24 July 2006

lots of sugar tonight

at the moment apricots are in season here and at the special request of the person who helped me baking and eating an apricot cake i herewith will reveal a well guarded family recipe handed down from grandmother to daughter-in-law to granddaughter (me).


marillenkuchen
dedicated to oma

beat together four eggs, three quarters of a cup of melted butter (unsalted), one cup of sugar and vanilla extract to taste.

little by little add two cups of flour mixed with one tablespoon of baking powder. stir in 6 tablespoons of milk (or rum...) or enough to make a thick but pourable cake batter.

pour onto a baking tray with high edges lined with parchment paper. distribute about two pounds of halved apricots over the cake and bake at 150 degrees centigrade for twenty to thirty minutes, depending on factors beyond human control.

sprinkle generously with cinnamon and powdered sugar.


other fruit that i have used for this cake: cherries, grapes, plums, nectarines and peaches. it's a very easy recipe that accompanied my childhood in variations through all four seasons (wow, that's ninety seasons until now - i am really getting old).

06 July 2006

finding your own song in the kitchen

finally the term is over and i can take a break from tests and other annoying things until september. however i haven't been lazy during my first free week. i have cooked a lot, taken up a knitting project again that i started in february, killed a few hundred aphids, made rose jam which involved killing yet more aphids, bought vegetables from the school of horticulture in my vicinity and resolved to tidy up my room (this time i really mean it).

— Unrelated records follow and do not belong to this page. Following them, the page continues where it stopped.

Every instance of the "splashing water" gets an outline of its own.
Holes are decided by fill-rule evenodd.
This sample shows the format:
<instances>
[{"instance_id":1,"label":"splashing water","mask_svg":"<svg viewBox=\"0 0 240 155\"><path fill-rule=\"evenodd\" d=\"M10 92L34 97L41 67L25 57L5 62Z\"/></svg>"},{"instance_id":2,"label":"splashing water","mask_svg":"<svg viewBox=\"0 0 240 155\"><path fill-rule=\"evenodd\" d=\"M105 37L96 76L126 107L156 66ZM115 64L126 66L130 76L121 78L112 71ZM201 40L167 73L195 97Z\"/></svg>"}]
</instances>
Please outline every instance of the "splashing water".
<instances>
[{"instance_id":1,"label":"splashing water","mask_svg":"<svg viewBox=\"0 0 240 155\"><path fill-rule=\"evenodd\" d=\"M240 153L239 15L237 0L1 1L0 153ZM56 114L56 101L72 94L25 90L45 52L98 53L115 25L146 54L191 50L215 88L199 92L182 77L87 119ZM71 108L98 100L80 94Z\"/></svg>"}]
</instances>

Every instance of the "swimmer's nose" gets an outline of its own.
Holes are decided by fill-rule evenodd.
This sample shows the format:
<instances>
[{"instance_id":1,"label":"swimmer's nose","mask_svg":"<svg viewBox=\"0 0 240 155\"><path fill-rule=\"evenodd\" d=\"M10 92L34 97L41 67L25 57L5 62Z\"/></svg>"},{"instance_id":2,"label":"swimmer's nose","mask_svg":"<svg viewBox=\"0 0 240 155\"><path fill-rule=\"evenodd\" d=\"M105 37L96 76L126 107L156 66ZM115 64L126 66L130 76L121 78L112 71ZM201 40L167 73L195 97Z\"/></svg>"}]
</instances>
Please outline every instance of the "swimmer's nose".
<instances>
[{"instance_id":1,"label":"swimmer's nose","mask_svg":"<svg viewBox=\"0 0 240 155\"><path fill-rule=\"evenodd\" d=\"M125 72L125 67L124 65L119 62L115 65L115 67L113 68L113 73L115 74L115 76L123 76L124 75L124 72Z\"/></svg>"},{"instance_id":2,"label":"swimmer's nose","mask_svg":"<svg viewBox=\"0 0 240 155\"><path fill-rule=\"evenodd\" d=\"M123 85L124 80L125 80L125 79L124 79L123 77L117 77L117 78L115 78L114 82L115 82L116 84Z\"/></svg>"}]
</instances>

over the last few weeks i have come to friendlier terms with the concept of "salad as an edible dish". i found a way i actually enjoy preparing the hitherto abhorred dish - i use my mortar to produce a pesto-like dressing with olive oil and herbs or nuts as a basis, then add either a little vinegar or lemon juice, salt, pepper and perhaps a little garlic. also important: the salad leaves must not be cut but torn roughly.